Webwecker Bielefeld: togo01

Kooperation bei Menschenjagd (15.03.2006)





Abdou-Gafar Tchedre: Die Massaker waren geplant



»Großen Abschiebedruck« sieht Katrin Dallwitz von der Bielefelder Gruppe der »Karawane für die Rechte der Flüchtlinge und Migranten« für Flüchtlinge aus Togo. Tatsächlich sieht das Außenministerium eine Normalisierung der Lage in dem westafrikanischen Staat und hält Abschiebungen für zulässig. Der SPD-Fraktionsvorsitzende Peter Struck setzt sich aber inzwischen ebenso wie das UNHCR für eine Aussetzung der Abschiebungen ein. Anfang März informierte im Internationalen Begegnungszentrum ein togolesischer Oppositioneller auf Einladung der Karawane über die Situation in seiner Heimat.



Von Mario A. Sarcletti

Engagiert vertrat Abdou-Gafar Tchedre im Internationalen Begegnungszentrum sein Anliegen, beschrieb lebhaft die Situation in seiner Heimat. Nur schade, dass die Schilderungen des Mannes aus Togo nur fragmentarisch bei den Zuhörern ankame, die des Französischen nicht mächtig waren. Denn die Organisatoren hatten zwar für ebenso engagierte, aber streckenweise überforderte Übersetzer bei der Veranstaltung gesorgt. Dennoch bekamen die Interessierten einen Eindruck von der Lage in dem westafrikanischen Land und die Situation der togolesischen Flüchtlinge in Deutschland.
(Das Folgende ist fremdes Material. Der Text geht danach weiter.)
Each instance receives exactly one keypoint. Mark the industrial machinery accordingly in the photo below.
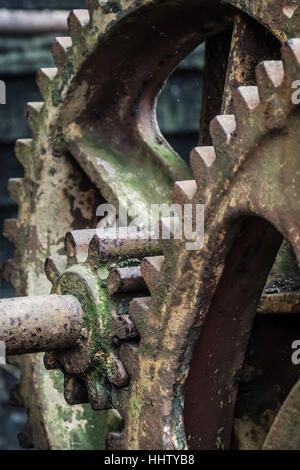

Dafür sorgte auch eine Dokumentation von ARTE, die zu Beginn der Veranstaltung gezeigt wurde. In der wurde vor allem auf die Vorkommnisse rund um die Wahlen im April 2005 beleuchtet. Mit dem Urnengang sollte die Machtergreifung Faure Gnassingbes legitimiert werden, der im Februar nach dem Tod seines Vaters mit Unterstützung des Militärs Präsident Togos wurde. Sein Vater Gnassingbe Eyadema hatte das Land seit 1967 beherrscht.

Bei den Wahlen kam es zu schwerwiegenden Unregelmäßigkeiten, so wurden Wahlurnen in Hochburgen der Opposition verbrannt. In der Folge kam es zu Unruhen, mehrere hundert Menschen wurden bei einer wahren Menschenjagd von Militär und Milizen ermordet. Nach Angaben von Abdou-Gafar Tchedre waren die Morde geplant: »Vor den Wahlen hat der damalige Innenminister auf einer Pressekonferenz gesagt, dass Massaker geplant sind«, berichtet er. Der Minister hätte daraufhin in die deutsche Botschaft fliehen müssen.

Nachdem die Menschenjagd begonnen hatte, flohen etwa 100.000 Menschen in die Nachbarländer Ghana und Benin. Noch heute leben nach Angaben der UN-Flüchtlingsorganisation UNHCR dort etwa 40.000 Menschen. Der ehemalige Landtagspräsident von Mecklenburg-Vorpommern, Hinrich Küssner, bereiste die drei Länder vor und nach den Wahlen. Nach seinen Angaben ist die Lage der Flüchtlinge vor allem in Ghana katastrophal. »Im Grenzgebiet zu Togo leben sie vor allem in Dörfern, in denen auch viele Ghanaer arm sind. Anfang Januar 2006 fehlten besonders Lebensmittel, Medikamente und Dinge des täglichen Bedarfs«, schreibt er in einem Bericht von einer Reise Anfang 2006.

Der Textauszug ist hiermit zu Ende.